Share static data in kubernetes cluster

4/30/2021

We have a lot of static data that our apps would need for processing different requests. This data is available in many files of various sizes. We like to share these files across the kubernetes cluster.

One solution is to host these files on each node with the fixed volume path and use hostPath to read the files in the pods.

Another solution is to create a PV and let multiple pods to claim it. But this means to tie all pods to a particular node that need access to files.

Is there a better/standard way of solving this without using database?

Please note that we are running the cluster in an air-gapped network, hence cloud storage provisioning is not possible.

-- Muzammil
kubernetes
persistent-volume-claims

3 Answers

5/3/2021

Persistent Volumes can be used by more than one Pod, even if they are on different nodes, if storage backend support. Check out storage options that support ReadOnlyMany if that data is meant to be used readonly or ReadWriteMany if it's writable.

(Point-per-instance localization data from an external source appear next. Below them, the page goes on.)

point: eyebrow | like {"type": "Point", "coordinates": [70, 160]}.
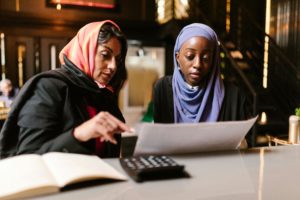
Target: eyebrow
{"type": "Point", "coordinates": [107, 47]}
{"type": "Point", "coordinates": [110, 49]}
{"type": "Point", "coordinates": [207, 49]}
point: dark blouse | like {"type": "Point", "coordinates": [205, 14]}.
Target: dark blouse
{"type": "Point", "coordinates": [49, 107]}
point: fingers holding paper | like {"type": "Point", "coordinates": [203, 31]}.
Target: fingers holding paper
{"type": "Point", "coordinates": [103, 126]}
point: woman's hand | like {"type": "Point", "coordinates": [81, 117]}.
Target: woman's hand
{"type": "Point", "coordinates": [103, 126]}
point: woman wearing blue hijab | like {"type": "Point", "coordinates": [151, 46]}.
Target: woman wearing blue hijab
{"type": "Point", "coordinates": [196, 93]}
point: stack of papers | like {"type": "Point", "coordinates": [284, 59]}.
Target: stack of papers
{"type": "Point", "coordinates": [155, 138]}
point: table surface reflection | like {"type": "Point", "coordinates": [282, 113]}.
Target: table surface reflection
{"type": "Point", "coordinates": [266, 173]}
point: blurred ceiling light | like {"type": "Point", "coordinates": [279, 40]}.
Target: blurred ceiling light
{"type": "Point", "coordinates": [58, 6]}
{"type": "Point", "coordinates": [172, 9]}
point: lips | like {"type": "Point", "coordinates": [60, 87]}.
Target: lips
{"type": "Point", "coordinates": [195, 75]}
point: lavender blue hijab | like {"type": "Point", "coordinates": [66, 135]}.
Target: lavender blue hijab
{"type": "Point", "coordinates": [204, 104]}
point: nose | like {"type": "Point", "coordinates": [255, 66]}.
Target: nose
{"type": "Point", "coordinates": [197, 62]}
{"type": "Point", "coordinates": [112, 65]}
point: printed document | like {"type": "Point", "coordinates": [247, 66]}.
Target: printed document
{"type": "Point", "coordinates": [155, 138]}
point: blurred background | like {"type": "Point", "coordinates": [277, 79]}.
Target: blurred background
{"type": "Point", "coordinates": [260, 47]}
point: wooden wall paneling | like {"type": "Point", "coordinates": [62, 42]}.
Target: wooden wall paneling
{"type": "Point", "coordinates": [12, 58]}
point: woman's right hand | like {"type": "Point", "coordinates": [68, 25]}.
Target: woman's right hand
{"type": "Point", "coordinates": [103, 126]}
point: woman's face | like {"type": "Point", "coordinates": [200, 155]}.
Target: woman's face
{"type": "Point", "coordinates": [107, 57]}
{"type": "Point", "coordinates": [195, 59]}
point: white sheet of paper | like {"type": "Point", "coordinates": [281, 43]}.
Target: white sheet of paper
{"type": "Point", "coordinates": [155, 138]}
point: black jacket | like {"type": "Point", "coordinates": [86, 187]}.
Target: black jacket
{"type": "Point", "coordinates": [47, 109]}
{"type": "Point", "coordinates": [235, 105]}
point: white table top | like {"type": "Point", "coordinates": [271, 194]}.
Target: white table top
{"type": "Point", "coordinates": [269, 173]}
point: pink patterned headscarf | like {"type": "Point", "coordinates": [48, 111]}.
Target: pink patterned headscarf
{"type": "Point", "coordinates": [81, 50]}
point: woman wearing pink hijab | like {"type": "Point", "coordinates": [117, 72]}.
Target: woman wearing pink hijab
{"type": "Point", "coordinates": [73, 109]}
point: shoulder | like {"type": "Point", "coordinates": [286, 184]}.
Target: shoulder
{"type": "Point", "coordinates": [48, 79]}
{"type": "Point", "coordinates": [165, 81]}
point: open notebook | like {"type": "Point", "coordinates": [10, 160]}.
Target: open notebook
{"type": "Point", "coordinates": [190, 137]}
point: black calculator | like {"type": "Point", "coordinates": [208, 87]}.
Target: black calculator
{"type": "Point", "coordinates": [151, 167]}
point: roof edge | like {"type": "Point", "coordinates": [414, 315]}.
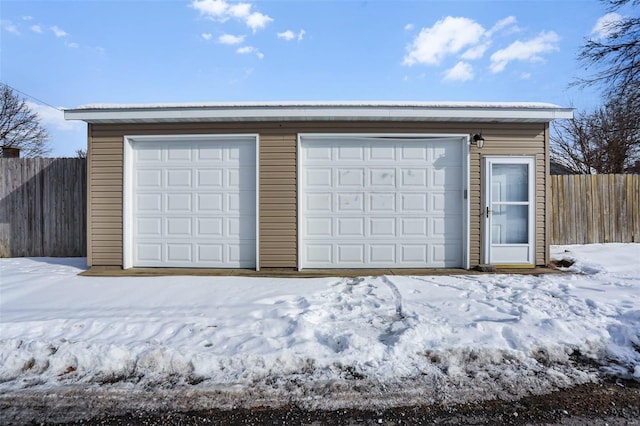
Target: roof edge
{"type": "Point", "coordinates": [296, 111]}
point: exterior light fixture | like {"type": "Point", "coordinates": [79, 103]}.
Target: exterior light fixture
{"type": "Point", "coordinates": [477, 140]}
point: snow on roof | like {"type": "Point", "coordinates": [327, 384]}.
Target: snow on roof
{"type": "Point", "coordinates": [319, 110]}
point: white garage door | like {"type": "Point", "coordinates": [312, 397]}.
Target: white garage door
{"type": "Point", "coordinates": [194, 202]}
{"type": "Point", "coordinates": [381, 202]}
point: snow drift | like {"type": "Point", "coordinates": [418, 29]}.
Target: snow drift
{"type": "Point", "coordinates": [326, 342]}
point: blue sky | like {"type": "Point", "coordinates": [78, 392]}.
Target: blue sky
{"type": "Point", "coordinates": [70, 53]}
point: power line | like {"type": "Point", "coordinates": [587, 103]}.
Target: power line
{"type": "Point", "coordinates": [32, 97]}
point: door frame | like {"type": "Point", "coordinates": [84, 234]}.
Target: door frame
{"type": "Point", "coordinates": [488, 161]}
{"type": "Point", "coordinates": [128, 178]}
{"type": "Point", "coordinates": [463, 138]}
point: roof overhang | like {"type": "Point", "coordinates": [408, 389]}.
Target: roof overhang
{"type": "Point", "coordinates": [321, 111]}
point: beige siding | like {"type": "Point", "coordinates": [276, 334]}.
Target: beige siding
{"type": "Point", "coordinates": [278, 188]}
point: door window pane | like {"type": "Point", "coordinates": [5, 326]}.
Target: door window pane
{"type": "Point", "coordinates": [510, 182]}
{"type": "Point", "coordinates": [510, 224]}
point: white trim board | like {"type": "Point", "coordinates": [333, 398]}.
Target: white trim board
{"type": "Point", "coordinates": [320, 111]}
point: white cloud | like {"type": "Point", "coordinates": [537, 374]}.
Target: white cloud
{"type": "Point", "coordinates": [245, 50]}
{"type": "Point", "coordinates": [9, 27]}
{"type": "Point", "coordinates": [476, 52]}
{"type": "Point", "coordinates": [257, 21]}
{"type": "Point", "coordinates": [230, 39]}
{"type": "Point", "coordinates": [526, 51]}
{"type": "Point", "coordinates": [605, 25]}
{"type": "Point", "coordinates": [287, 35]}
{"type": "Point", "coordinates": [59, 32]}
{"type": "Point", "coordinates": [508, 22]}
{"type": "Point", "coordinates": [462, 71]}
{"type": "Point", "coordinates": [290, 35]}
{"type": "Point", "coordinates": [222, 11]}
{"type": "Point", "coordinates": [447, 36]}
{"type": "Point", "coordinates": [52, 118]}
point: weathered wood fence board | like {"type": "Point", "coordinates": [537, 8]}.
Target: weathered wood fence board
{"type": "Point", "coordinates": [595, 209]}
{"type": "Point", "coordinates": [43, 207]}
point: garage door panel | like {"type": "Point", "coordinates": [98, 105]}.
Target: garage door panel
{"type": "Point", "coordinates": [317, 177]}
{"type": "Point", "coordinates": [349, 202]}
{"type": "Point", "coordinates": [383, 178]}
{"type": "Point", "coordinates": [349, 177]}
{"type": "Point", "coordinates": [149, 202]}
{"type": "Point", "coordinates": [208, 227]}
{"type": "Point", "coordinates": [414, 202]}
{"type": "Point", "coordinates": [382, 202]}
{"type": "Point", "coordinates": [413, 153]}
{"type": "Point", "coordinates": [413, 178]}
{"type": "Point", "coordinates": [382, 253]}
{"type": "Point", "coordinates": [349, 152]}
{"type": "Point", "coordinates": [210, 178]}
{"type": "Point", "coordinates": [350, 226]}
{"type": "Point", "coordinates": [177, 202]}
{"type": "Point", "coordinates": [149, 178]}
{"type": "Point", "coordinates": [150, 227]}
{"type": "Point", "coordinates": [370, 202]}
{"type": "Point", "coordinates": [210, 202]}
{"type": "Point", "coordinates": [382, 226]}
{"type": "Point", "coordinates": [194, 204]}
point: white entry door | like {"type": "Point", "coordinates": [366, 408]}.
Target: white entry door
{"type": "Point", "coordinates": [377, 202]}
{"type": "Point", "coordinates": [509, 210]}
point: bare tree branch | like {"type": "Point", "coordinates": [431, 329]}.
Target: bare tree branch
{"type": "Point", "coordinates": [19, 126]}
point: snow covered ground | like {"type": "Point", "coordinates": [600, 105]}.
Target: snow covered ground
{"type": "Point", "coordinates": [325, 342]}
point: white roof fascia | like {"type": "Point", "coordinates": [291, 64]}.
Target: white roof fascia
{"type": "Point", "coordinates": [487, 112]}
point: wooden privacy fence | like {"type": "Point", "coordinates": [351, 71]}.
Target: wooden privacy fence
{"type": "Point", "coordinates": [43, 207]}
{"type": "Point", "coordinates": [595, 209]}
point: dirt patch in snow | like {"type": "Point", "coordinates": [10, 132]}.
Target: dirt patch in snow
{"type": "Point", "coordinates": [610, 402]}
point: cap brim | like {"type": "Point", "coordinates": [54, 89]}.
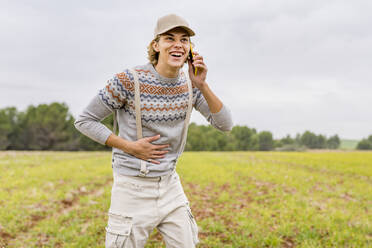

Note that in public cloud solutions, you often can't have ReadWriteMany by providers' own driver.

After you found a proper storage for your needs and deployed the driver you can create Persistent Volumes and populate them by your shared data; that's called Static Provisioning.

-- reith
Source: StackOverflow

5/3/2021

You have to use the ReadWriteMany volume or PVC to store all data so that all containers and access it.

NFS is very nice option here and you can use it and can be helpful in such scenarios.

here example for the GCP : https://medium.com/@Sushil_Kumar/readwritemany-persistent-volumes-in-google-kubernetes-engine-a0b93e203180

You can also use the third parties options if you want to use and can be fit with your scenario : https://kubernetes-csi.github.io/docs/#:~:text=This%20site%20documents%20how%20to,Systems%20(COs)%20like%20Kubernetes.

-- Harsh Manvar
Source: StackOverflow

5/17/2021

Having in mind the fact that your internal resources have no external access to resources or network traffic outside of their internal network so in this case, your cluster cannot access Cloud Storage via API.

I believe using persistent volumes (PV) is the best solution if you want to use only a k8s/GKE API. You can define a PV with the data that all the pods need access to. The PV needs to have the access mode set to ReadOnlyMany or ReadWriteMany for multiple pods to be able to access the same volume.

Another option which might work if you have smaller amounts of static data is a ConfigMap. Note that Configmaps are not designed to hold large chunks of data. The data stored in a ConfigMap cannot exceed 1 MiB. The benefit of a Configmap being that the interface is simpler for pods to access than a PV.